The song 'Ghetto' was composed in Vilna by Kasriel Broydo, one of the ghetto's most prolific writers and composers. It was performed as part of the musical revue 'Men ken gornit visn' (You can never know).
Carol Tellerman was born on 15 December 1922 in Chelm Lubelsky, Poland. She is the oldest survivor of the renowned Hazomir Chorale of Lodz, Poland. A Jewish choir, Hazomir was founded in 1899 and was the pre-eminent choir in Poland, singing classical repertoire including Beethoven's 9th Symphony, Handel's Samson, Verdi's Requiem and La Traviata (in Yiddish), and Vivaldi's Four Seasons. The last remnants of the choir performed in the Lodz Ghetto in 1941.
Carol was separated from her husband, Morris, during the war and buried their child, Pearl, alone. They were miraculously reunited in 1945 in the Feldafing Displaced Persons Camp, where she learned the song ‘Ghetto’ from her cousin Abraham Zygielbaum, an actor and brother of Arthur ‘Szmul’ Zygielbaum. In 1947, Carol and Morris immigrated to the United States. Thirty-two members of their immediate family had been murdered.
In 1998, aged 75, Carol sang Kasriel Broydo’s ‘Ghetto’ at the United States Holocaust Memorial Museum. The occasion was a ceremony by the Polish Secretary of State to posthumously award her cousin Arthur ‘Szmul’ Zygielbaum the Chancellor’s Medal, the country’s highest honour. Carol has subsequently appeared in the PBS documentary, Zamir: Jewish Voices Return to Poland. She has been a volunteer at the Holocaust Documentation and Education Center of North Miami, Florida for 18 years and the Songstress Leader of Yiddish Culture Groups at Temple Beth El in Hollywood, Florida for 10 years.
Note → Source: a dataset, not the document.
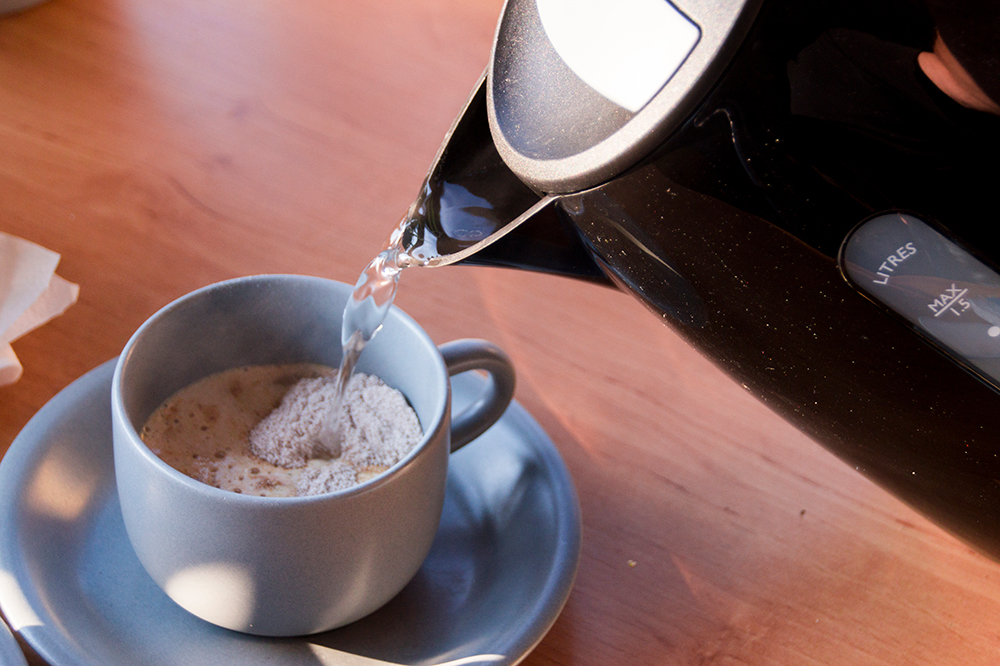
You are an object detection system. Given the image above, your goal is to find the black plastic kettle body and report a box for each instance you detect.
[410,0,1000,558]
Arthur 'Szmul' Zygielbaum was a leader of the Underground in the Warsaw Ghetto and was smuggled out to seek help from the Allied Governments. Despite his efforts he was not able to secure any assistance, and martyred himself in an attempt to save the last of Europe’s Jews. His final letter, dated 11 May 1943, read as follows:
The responsibility for the crime of murdering the entire Jewish population in Poland resides in the first instance on the perpetrators, but indirectly it also weighs upon all of humanity, the peoples and governments of the Allied states, which thus far have not taken any concrete action to stop this crime … I cannot be silent and cannot continue to live any more while the remnants of the Jewish nation of Poland, whom I represent, are perishing … My life belongs to the Jewish people of Poland and so I give it to them … Let my death be an energetic cry of protest against the indifference of the world which witnesses the extermination of the Jewish people without taking any steps to prevent it. In our day and age human life is of little value; having failed to achieve success in my life, I hope that my death may jolt the indifference of those who, perhaps even in this extreme moment, could save the Jews who are still alive in Poland … I bid farewell to everyone and everything that was dear to me and loved by me.